The table held a few magazines, a pile of catalogs, a Victoria's Secret, a few bills, a large black envelope, ten by twelve. He turned to see her with a bright expression, eyebrows raised as she worked on an answer that should be easy, but having a tough time being Chloe.

"Whose name is it in?"

She said, "Mine," right away this time.

"You hold the mortgage?"

Delsa waited.

She said, "It's paid for."

Delsa let it go. She was probably telling the truth. Chloe owned the place-not out of reach for a nine-hundred-an-hour call girl; he assumed that, too-and Kelly, who hadn't moved from that spot since they came in the loft, shared expenses.

He said, "You get a lot of mail, don't you?"

She said, "Mostly junk."

He picked up the Victoria's Secret catalog and showed her the cover. "Are you in here?"

She said, "Kelly is," and after a moment, "page sixteen."

Delsa found it and looked at the girl in the black bikini panties well below her hip bones, brown skin, no stomach. None.

She came over in her coat and looked at the page. She said, "Yeah," in a quiet voice, close to him, "that's Kelly. It was shot last summer."

Delsa leafed through the magazine-she was playing with him again, wanting him to see her-and stopped. He said, "Here's Kelly again. In her underwear. Wait a minute. Or is it you?" Offering her a break.

She looked at herself wearing low-rise panties and thongs. "Yeah, I forgot, that is me, right."

"The thong," Delsa said, "doesn't look too comfortable."

She said, "I can't wait to get it off."

Delsa told himself she was agreeing that it was uncomfortable, not making a move on him, putting anything into what she said. Otherwise he'd get out of here now and come back with Jackie Michaels, not take a chance fucking up seventeen years on the job. She was a witness. Maybe the best-looking girl he had ever seen this close, or outside of the movies, or even counting the movies, but she was still a witness.

He picked up the black envelope and looked at the label, addressed to Kelly Barr, from a photographic studio. He turned to Kelly-as-Chloe, almost as tall as he was.

"You think this will tell me something about her?"

"They're just photos."

He walked away, bringing the catalog and the black envelope to the counter, took a kitchen knife from a rack and slit the envelope open.

"We'll need pictures of the complainant."

"The what?"

"The victim."

"They're swimsuit shots."

"Taken recently?"

"Last week."

Delsa pulled out a half dozen color prints and a proof sheet and laid them on the counter: Kelly full length in bikinis, tiny ones.

She came to the counter to look at herself, leaning in on her arms to study the proof sheet.

She heard him say, "Your glasses are in your bag. You don't need them?"
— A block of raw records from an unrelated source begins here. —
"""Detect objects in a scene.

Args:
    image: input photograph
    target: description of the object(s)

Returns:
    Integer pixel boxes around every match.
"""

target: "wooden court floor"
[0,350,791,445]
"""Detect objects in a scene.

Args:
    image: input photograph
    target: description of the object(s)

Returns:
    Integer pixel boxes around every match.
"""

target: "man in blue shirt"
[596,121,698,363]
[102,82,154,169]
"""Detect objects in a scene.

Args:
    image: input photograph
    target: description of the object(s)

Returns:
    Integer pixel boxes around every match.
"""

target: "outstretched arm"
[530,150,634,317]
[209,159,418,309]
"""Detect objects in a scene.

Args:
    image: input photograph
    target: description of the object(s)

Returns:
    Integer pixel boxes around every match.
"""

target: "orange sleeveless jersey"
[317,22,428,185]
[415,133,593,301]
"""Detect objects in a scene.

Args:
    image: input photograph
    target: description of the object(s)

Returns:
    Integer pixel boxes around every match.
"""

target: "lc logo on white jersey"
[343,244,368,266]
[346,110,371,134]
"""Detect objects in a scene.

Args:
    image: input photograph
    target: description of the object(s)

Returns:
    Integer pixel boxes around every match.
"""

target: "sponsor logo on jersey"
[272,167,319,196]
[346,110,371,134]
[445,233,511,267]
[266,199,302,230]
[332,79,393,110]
She straightened and turned to him.

"You figured it out."

"Even without the glasses."

"You saw her in the chair, her skirt up. You look at these shots :"

"And I know Chloe doesn't model swimming suits," Delsa said.
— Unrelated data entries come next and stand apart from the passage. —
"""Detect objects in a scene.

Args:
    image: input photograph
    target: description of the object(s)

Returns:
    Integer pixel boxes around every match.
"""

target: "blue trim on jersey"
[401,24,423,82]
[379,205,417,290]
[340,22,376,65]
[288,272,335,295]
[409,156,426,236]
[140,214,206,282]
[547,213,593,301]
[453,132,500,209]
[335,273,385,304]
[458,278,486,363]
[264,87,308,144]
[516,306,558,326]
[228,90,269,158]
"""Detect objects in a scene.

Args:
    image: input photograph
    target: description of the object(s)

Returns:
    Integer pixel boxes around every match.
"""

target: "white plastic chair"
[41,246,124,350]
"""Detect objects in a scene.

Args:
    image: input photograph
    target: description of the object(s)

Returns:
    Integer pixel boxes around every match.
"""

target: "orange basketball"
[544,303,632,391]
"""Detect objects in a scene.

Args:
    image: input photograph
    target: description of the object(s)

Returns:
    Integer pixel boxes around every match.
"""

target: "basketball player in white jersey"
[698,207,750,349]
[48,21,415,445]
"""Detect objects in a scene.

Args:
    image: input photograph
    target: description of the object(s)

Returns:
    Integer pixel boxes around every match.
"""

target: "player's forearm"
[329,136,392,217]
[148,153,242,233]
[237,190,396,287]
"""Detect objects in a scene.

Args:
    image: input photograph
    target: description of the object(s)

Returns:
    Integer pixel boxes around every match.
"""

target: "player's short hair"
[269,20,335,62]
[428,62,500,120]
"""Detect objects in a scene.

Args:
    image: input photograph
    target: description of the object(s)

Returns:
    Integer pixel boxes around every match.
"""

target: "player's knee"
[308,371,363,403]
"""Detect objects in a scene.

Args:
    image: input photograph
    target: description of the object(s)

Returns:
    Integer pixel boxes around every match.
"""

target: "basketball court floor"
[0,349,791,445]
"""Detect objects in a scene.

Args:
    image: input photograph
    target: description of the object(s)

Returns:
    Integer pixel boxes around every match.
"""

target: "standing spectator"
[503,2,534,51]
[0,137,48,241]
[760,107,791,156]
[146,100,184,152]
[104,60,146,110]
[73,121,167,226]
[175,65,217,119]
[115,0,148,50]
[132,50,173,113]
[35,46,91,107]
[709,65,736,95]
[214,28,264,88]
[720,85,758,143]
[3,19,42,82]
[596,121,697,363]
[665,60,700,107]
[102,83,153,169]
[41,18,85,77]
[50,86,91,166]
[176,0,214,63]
"Yesterday we happened to be looking at this catalog and she said, 'If you want to know why I never wear a thong, ask Mr. Paradise.' You know what she meant?"
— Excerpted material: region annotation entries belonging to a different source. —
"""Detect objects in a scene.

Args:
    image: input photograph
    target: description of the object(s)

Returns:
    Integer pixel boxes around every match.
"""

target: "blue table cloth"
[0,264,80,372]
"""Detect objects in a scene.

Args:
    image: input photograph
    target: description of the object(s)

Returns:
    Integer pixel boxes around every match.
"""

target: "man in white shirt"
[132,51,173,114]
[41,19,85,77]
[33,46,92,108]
"He didn't go for the Hitler look," Delsa said. "Just an old-fashioned guy. Are you gonna tell me who you are?"

"You already know."

"I'd like to hear you say it."

She shrugged in her cinnamon coat.

"Okay, I'm Kelly Barr. Now what?"

He told her she had gone through enough for one day. He'd pick her up in the morning and take her statement at 1300, police headquarters.